The Foreign Service Institute (FSI) has prepared generations of foreign affairs professionals to successfully advance U.S. foreign policy in an ever-changing world. As the Department has increased its focus on resilience and inclusion as key ingredients to success so too has FSI enhanced and adapted Orientation training to reinforce collaboration and teamwork for new Foreign Service hires.  

Prior to 2020, Foreign Service generalists and specialists received their Orientation in separate courses. The COVID pandemic provided a crucial catalyst to integrate these programs. FSI’s School of Professional and Area Studies (SPAS), which manages Orientation, moved quickly in March 2020 to incorporate fully remote platforms for its students. In May 2020, SPAS launched “OR 101,” the first virtual, joint Orientation including both generalists and specialists. The goal was to meet people where they were at such an unprecedented time. 

Although the logistical needs of the pandemic may have prompted the change, integrating specialist and generalist orientation had long been a goal of FSI, based on years of feedback and data from both staff and students. We have now seen the lasting value of integrating FSI’s Orientation training in promoting teamwork and esprit de corps. Foreign Service generalists and specialists across all career tracks now experience the same six-week Orientation together. This allows them to better understand the complexities of actual work at posts where colleagues need to work in unison, maximizing their diverse professional backgrounds. Students learn to appreciate the various roles and responsibilities of their colleagues and see how every team member contributes to mission success.  

“Diplomacy doesn’t happen in a void,” says Petra Zabriskie, SPAS Associate Dean. “Real mission success relies on collaboration across the Department, and the enhancements to our Foreign Service Orientation allow us to better prepare our workforce to turn challenges into opportunities by working closer together.”

An instructor stands in front of a projector screen as she teaches students in a classroom at the Foreign Service Institute in Arlington, Virginia.
An instructor teaches students at the Foreign Service Institute in Arlington, Virginia.

Adapting Creatively  

Combining orientation classes amid the Department’s historic hiring surge means the size of these cohorts has grown significantly, with classes of over 200 students now the norm. To ensure the same quality instruction for larger groups, classes are broken into “Mission Groups” of about 20-25 students to allow for in-depth discussion in small group sessions throughout Orientation. These Mission Groups are intentionally composed to include career tracks across all generalist cones, and the full complement of specialist roles. Discussions in these more intimate forums also provide opportunities for peer-to-peer learning and create lasting networks and friendships.  

A unified approach to training means that new Foreign Service professionals get a better sense of the Department’s foreign policy goals, structure and culture, and overall mission. They hear directly from Department leaders and interagency partners. The tone is set from the start on the importance of the Department’s core values of loyalty, character, service, accountability, community, and diversity. 

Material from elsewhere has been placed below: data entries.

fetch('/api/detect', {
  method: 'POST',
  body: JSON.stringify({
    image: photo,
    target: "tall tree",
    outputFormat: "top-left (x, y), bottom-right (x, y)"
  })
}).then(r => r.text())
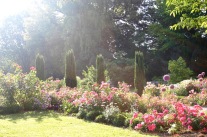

Orientation also prepares students for the demands of Foreign Service life by introducing basic core skills like effective writing and oral briefing, composure under fire, professional conduct, and resilience.

The tactical components of the class have also undergone significant enhancements. Although most of the course is in person once again, students also benefit from hybrid content that makes it easier for them to collaborate across posts, offices, and time zones. Speakers that reside miles or continents away can simply “Zoom in” to share insights with new hires. This enables Orientation to include Locally Employed Staff (LE) from overseas posts, Department of Defense colleagues from outside the DC area, and many others. 

One key opportunity for new Foreign Service employees to engage directly with their LE colleagues, as well as Civil Service employees, contractors, employed Eligible Family Members, and political appointees, comes with the new “State 101: Introduction to the State Department course. This training, the State 101 course, embedded in the second week of Foreign Service Orientation, provides all categories of employees with the mission, structure, and history of the Department. Participants also have an opportunity to practice working together to advance shared goals in a real-world simulation.

Students gather to look at a map at the Foreign Service Institute in Arlington, Virginia.
Students gather to look at a map at the Foreign Service Institute in Arlington, Virginia.

Rising to the Opportunities of Modernization

FSI’s approach to Foreign Service Orientation reflects the broader Department mission outlined in the Secretary’s Modernization Agenda. Launched in 2021, the Agenda aims to shape a State Department ready to meet today’s challenges by focusing on critical areas that are paramount to U.S. national security — climate, global health, cybersecurity and emerging technologies, economics, multilateral diplomacy, and China.

While Orientation is not tradecraft training (FSI/SPAS provides a full menu of tradecraft courses for all areas of competence), it provides a strong foundation for foreign affairs professionals to apply core skills to operationalizing the Modernization Agenda.

Modernizing diplomacy starts with modernizing the Department’s workforce. Through the newly revised Foreign Service Orientation, FSI is putting the workforce front and center to better equip them for personal, professional, and mission success.